I have found a slightly lesser known ability for airstones. When placed in an appropriate area your disc type airstones work well to eliminate a dead spot by forcing water to move in areas where you currents simply don't want to reach. It can be a cheaper alternative to a power head, if not a little less effective. Down the road I may replace the air stone + air machine with a power head due to it being more effective.


----------



## Bongox3 (May 11, 2013)

I believe it's all about what happens at the surface. Airstones, as mention, do help with current and movement in dead spots. Which is great...The small bubbles, while under water, however do little to provide oxygen. They, at that point, just look neat and of course move water.... But all gasses, co2, oxygen, etc rise to the surface of water in tanks...the rupture of the bubbles at the surface produces surface agitation that helps with the expulsion of co2 which can be harmful to fish in great amounts ( but also promotes plant growth )... Additionally, those of us with hooded tanks, benefit from the additional movement and release of stagnant air between the glass top and water's surface.
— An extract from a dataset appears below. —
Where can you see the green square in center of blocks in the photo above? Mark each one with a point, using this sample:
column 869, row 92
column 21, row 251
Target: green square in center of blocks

For this reason, the more surface agitation, the more oxygen becomes present as it is circulated under water by its pull and eventually drawn up top prompting the increase of release of other gasses such as co2... So for aeration, a powerhead and/or spray bar positioned correctly is superior - but if in a planted tank the on going rapid release of co2 (which was recently pointed out to me here at TFK) may negate it being supplemented in traditional co2 setups.... So as far as surface agitation, you just got to play with it, till it meets the needs of all the living organisms in ur tank....some fish do like more stagnant environments like swamps thus benefitting from airstones solely...other enjoy faster currents commonly assoc with streams and rivers...thus power heads.....


----------